A venerable flash in the pan
By Mark Brazil | Nov 7, 2002
Among Japan’s amazing diversity of plants that can overwhelm a visitor from overseas, there are (thankfully) some familiar forms. Astonishingly, given the literally hundreds of thousands of plant species on Earth, some here will be familiar whether you hail from North or South America, from Europe, Africa, elsewhere in Asia or even the Antipodes.I am thinking in particular of the club mosses. These apparently mosslike plants send runners along the surface of the ground that look like miniature conifer branches — hence another common name for the various club mosses is ground-pines.
These species belong to the genus Lycopodiaceae, which is also known as the genus Lycopodium — a name derived from the Greek words lykos (wolf) and podos (foot), giving them the common name of “wolf’s paw.”
However, you may be familiar with Lycopodium from a very different perspective — if you are an explosives expert, that is. The name is also a term used for a fine powder, consisting of the dustlike spores of the plant, which is so highly flammable that it is sometimes used in the making of fireworks.
In fact, the expression “flash in the pan” probably derives from the use of Lycopodium spores placed on a heated metal tray as a flash powder in early photography.
When you’re out and about, though, there’s no need to worry about the wild plant, as this is low-growing, creeping and lacking flowers — and not at all explosive.
The Lycopodiaceae are a primitive group of plants that were extremely successful in the distant past — we all know them, though, in a quite different form.
This is because they were the dominant plant group during the Carboniferous Period more than 300 million years ago, when they towered to the size of trees. So common and large were they during that time that they form the bulk of the coal deposits we burn today.
Nowadays, descendents of those early species can still be found in just about every region of the world. Hence, wherever you hail from, you may find them familiar — though they are now so diminutive you might just tread on one without realizing.
Despite commonly being called club moss, Lycopodium species are more closely related to ferns. Mostly found in temperate regions of the globe, they appear to favor mixed hardwood forests, but they can also be found where conifers and hardwoods are growing together.
Although they occur in a wide range of habitats, many of the species prefer cool, moist conditions like the one pictured here, that was growing on a very light soil overlying volcanic tephra on Mount Komagatake in Hokkaido.
The ground-hugging rhizomes snaking their way across the ground are lateral branches that allow the plant to traverse areas of poor or hard-packed soil and to straddle rocky and wet areas as they snake off in search of better conditions elsewhere. From these branches, roots grow down to anchor the plant in the surface soil and absorb water and nutrients.

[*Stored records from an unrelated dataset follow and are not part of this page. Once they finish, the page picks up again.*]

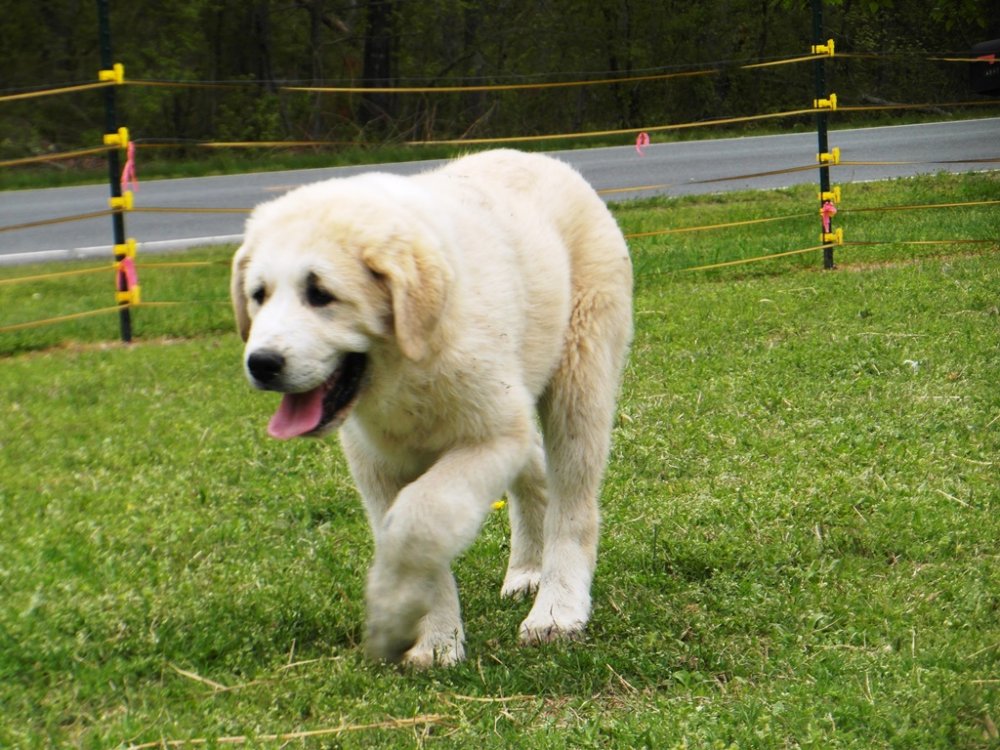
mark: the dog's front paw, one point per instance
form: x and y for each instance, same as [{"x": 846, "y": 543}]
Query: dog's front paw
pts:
[
  {"x": 384, "y": 645},
  {"x": 546, "y": 631},
  {"x": 555, "y": 618},
  {"x": 520, "y": 583},
  {"x": 394, "y": 614}
]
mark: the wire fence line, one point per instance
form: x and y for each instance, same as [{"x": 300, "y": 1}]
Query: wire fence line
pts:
[{"x": 125, "y": 264}]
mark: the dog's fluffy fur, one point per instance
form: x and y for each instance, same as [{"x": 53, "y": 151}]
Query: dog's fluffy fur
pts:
[{"x": 466, "y": 329}]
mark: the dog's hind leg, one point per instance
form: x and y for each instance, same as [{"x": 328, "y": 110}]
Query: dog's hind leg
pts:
[
  {"x": 577, "y": 414},
  {"x": 526, "y": 505}
]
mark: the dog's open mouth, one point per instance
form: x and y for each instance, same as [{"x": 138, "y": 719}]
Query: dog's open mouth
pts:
[{"x": 307, "y": 413}]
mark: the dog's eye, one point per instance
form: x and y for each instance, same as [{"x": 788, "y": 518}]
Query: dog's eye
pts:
[{"x": 316, "y": 295}]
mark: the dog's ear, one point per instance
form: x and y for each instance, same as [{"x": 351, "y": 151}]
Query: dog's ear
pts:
[
  {"x": 237, "y": 292},
  {"x": 418, "y": 279}
]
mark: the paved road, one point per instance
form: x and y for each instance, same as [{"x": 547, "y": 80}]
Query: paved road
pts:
[{"x": 670, "y": 168}]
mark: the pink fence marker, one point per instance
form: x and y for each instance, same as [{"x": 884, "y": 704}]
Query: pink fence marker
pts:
[
  {"x": 828, "y": 211},
  {"x": 641, "y": 141},
  {"x": 128, "y": 173},
  {"x": 128, "y": 270}
]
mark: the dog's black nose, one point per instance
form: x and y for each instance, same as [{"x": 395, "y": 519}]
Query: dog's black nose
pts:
[{"x": 265, "y": 365}]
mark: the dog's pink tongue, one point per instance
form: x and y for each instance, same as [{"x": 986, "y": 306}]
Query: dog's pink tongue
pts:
[{"x": 298, "y": 414}]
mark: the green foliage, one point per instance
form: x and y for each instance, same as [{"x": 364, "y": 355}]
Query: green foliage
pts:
[
  {"x": 264, "y": 44},
  {"x": 799, "y": 542}
]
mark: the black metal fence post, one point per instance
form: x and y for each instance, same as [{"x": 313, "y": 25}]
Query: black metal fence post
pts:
[
  {"x": 819, "y": 67},
  {"x": 114, "y": 167}
]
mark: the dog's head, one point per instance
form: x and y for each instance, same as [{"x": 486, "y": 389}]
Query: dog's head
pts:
[{"x": 331, "y": 278}]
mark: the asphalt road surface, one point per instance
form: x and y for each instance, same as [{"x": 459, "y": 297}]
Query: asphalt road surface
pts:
[{"x": 620, "y": 173}]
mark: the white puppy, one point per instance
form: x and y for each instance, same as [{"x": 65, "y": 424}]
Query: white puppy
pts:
[{"x": 466, "y": 330}]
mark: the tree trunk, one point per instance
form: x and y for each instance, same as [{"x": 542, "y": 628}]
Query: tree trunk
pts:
[{"x": 379, "y": 63}]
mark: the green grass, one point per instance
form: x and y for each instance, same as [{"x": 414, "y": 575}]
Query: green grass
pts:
[{"x": 801, "y": 518}]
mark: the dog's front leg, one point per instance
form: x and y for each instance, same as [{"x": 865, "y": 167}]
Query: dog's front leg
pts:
[{"x": 413, "y": 608}]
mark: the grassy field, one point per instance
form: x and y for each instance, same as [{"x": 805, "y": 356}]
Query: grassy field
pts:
[{"x": 801, "y": 515}]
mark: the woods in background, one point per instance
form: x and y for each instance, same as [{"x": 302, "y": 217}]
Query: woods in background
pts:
[{"x": 265, "y": 44}]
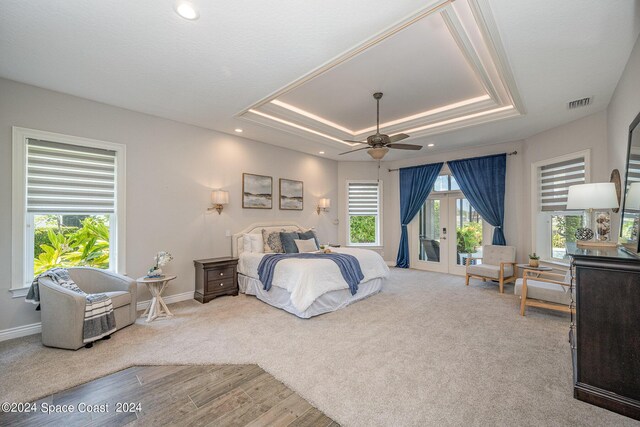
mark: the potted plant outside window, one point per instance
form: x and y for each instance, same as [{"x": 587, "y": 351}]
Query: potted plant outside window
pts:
[
  {"x": 534, "y": 260},
  {"x": 469, "y": 238}
]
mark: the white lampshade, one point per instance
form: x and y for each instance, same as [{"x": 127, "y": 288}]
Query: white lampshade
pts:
[
  {"x": 599, "y": 195},
  {"x": 632, "y": 200},
  {"x": 219, "y": 197}
]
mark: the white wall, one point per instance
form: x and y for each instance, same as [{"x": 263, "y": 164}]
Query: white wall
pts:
[
  {"x": 586, "y": 133},
  {"x": 623, "y": 108},
  {"x": 512, "y": 191},
  {"x": 171, "y": 169}
]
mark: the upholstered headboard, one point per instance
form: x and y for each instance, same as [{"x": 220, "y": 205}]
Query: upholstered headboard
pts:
[{"x": 237, "y": 242}]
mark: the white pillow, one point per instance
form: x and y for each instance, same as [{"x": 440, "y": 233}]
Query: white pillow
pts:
[
  {"x": 253, "y": 243},
  {"x": 306, "y": 245},
  {"x": 257, "y": 245}
]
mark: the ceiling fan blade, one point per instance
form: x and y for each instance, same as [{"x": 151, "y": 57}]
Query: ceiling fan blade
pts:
[
  {"x": 398, "y": 137},
  {"x": 353, "y": 151},
  {"x": 405, "y": 146}
]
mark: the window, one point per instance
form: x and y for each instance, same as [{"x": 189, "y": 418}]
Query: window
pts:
[
  {"x": 445, "y": 183},
  {"x": 555, "y": 226},
  {"x": 68, "y": 202},
  {"x": 363, "y": 207}
]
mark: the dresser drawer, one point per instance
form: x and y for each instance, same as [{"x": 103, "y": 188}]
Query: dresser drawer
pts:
[
  {"x": 217, "y": 274},
  {"x": 220, "y": 285}
]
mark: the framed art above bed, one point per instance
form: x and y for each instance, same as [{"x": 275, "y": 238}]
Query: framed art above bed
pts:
[
  {"x": 291, "y": 195},
  {"x": 257, "y": 191}
]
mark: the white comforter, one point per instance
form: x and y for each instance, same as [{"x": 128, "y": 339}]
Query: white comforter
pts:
[{"x": 308, "y": 279}]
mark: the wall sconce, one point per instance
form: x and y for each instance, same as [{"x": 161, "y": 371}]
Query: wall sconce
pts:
[
  {"x": 219, "y": 198},
  {"x": 323, "y": 205}
]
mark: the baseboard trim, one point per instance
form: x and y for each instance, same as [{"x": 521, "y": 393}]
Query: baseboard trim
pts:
[
  {"x": 20, "y": 331},
  {"x": 185, "y": 296},
  {"x": 36, "y": 328}
]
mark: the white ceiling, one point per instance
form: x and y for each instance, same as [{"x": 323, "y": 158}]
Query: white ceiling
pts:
[{"x": 140, "y": 55}]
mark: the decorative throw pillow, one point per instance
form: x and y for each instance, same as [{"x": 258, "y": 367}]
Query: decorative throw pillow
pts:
[
  {"x": 308, "y": 245},
  {"x": 246, "y": 243},
  {"x": 272, "y": 242},
  {"x": 310, "y": 234},
  {"x": 288, "y": 243}
]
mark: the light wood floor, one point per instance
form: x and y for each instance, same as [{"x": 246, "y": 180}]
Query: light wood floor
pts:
[{"x": 209, "y": 395}]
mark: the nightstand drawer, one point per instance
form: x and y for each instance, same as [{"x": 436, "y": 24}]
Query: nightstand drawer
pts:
[
  {"x": 215, "y": 277},
  {"x": 221, "y": 285},
  {"x": 217, "y": 274}
]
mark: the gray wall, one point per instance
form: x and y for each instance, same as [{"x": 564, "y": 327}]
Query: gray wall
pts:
[
  {"x": 623, "y": 108},
  {"x": 587, "y": 133},
  {"x": 171, "y": 169}
]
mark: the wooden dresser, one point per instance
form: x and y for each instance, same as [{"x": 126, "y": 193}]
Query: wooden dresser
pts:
[
  {"x": 606, "y": 339},
  {"x": 216, "y": 277}
]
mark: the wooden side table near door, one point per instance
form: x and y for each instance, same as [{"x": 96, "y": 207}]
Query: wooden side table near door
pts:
[
  {"x": 157, "y": 306},
  {"x": 540, "y": 268}
]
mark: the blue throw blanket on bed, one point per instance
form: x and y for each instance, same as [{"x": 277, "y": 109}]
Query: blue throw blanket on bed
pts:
[{"x": 348, "y": 265}]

For these plants, having aerial stems serves a double purpose: They can photosynthesize to produce energy that is stored in the rhizomes for future use, and they produce spores. Lycopodium species are evergreens, which gives them an additional window of opportunity — literally. In deciduous forests there are periods in both spring and autumn when the trees lack leaves, and during those periods, an evergreen plant on the forest floor can take advantage of the additional light resources that come as an early and late bonus.
Despite this twice-yearly energy-absorption bonus, though, it still takes the aerial stems 4 to 6 years to reach maturity, and only then do they produce their upstanding strobili, whose resemblance to raised clubs is what gave this group of plants its name.
The conelike strobili harbor specialized leaves, called sporophylls, that produce the spores that allow Lycopodium species to reproduce sexually. Like ferns, they take two generations to reach maturity. After germinating in the surface layer of the soil, the spores form what is known as a gametophyte. Genetic recombination then takes place between gametophytes, and finally a new individual sporophyte begins to grow.
As the new plant develops, it relies on vegetative reproduction to expand its area of cover, which it does by sending out its own rhizomes across the surface.
This cycle can take as many as 20 years to complete — not so long, you may think, but in some parts of the world these plants are harvested with little thought for how long they have taken to mature.
In the United States, Lycopodium is classified as a “nontimber” or “special forest product” that may be collected for various uses, including in the floral industry for winter decorations, and for use in medicinal and homeopathic remedies.
Lycopodium has long been used to help stop bleeding, and today it is still used by herbalists to treat minor skin wounds. When I checked its homeopathic uses, I found that it was listed for hundreds of conditions — making it hardly surprising that it is often collected.
But we’re not just talking about casual collection because, in the mid-1990s, researchers found that just two buyers in Wisconsin and the Upper Peninsula of Michigan were handling approximately 85 tons of the stuff a year!
So the next time that you might be tempted to pull up some Lycopodium, give a thought to the fact that it may have taken more than 20 years to reach the size of the one shown here . . . and its venerable ancestors are still fueling coal-burning power stations around the world.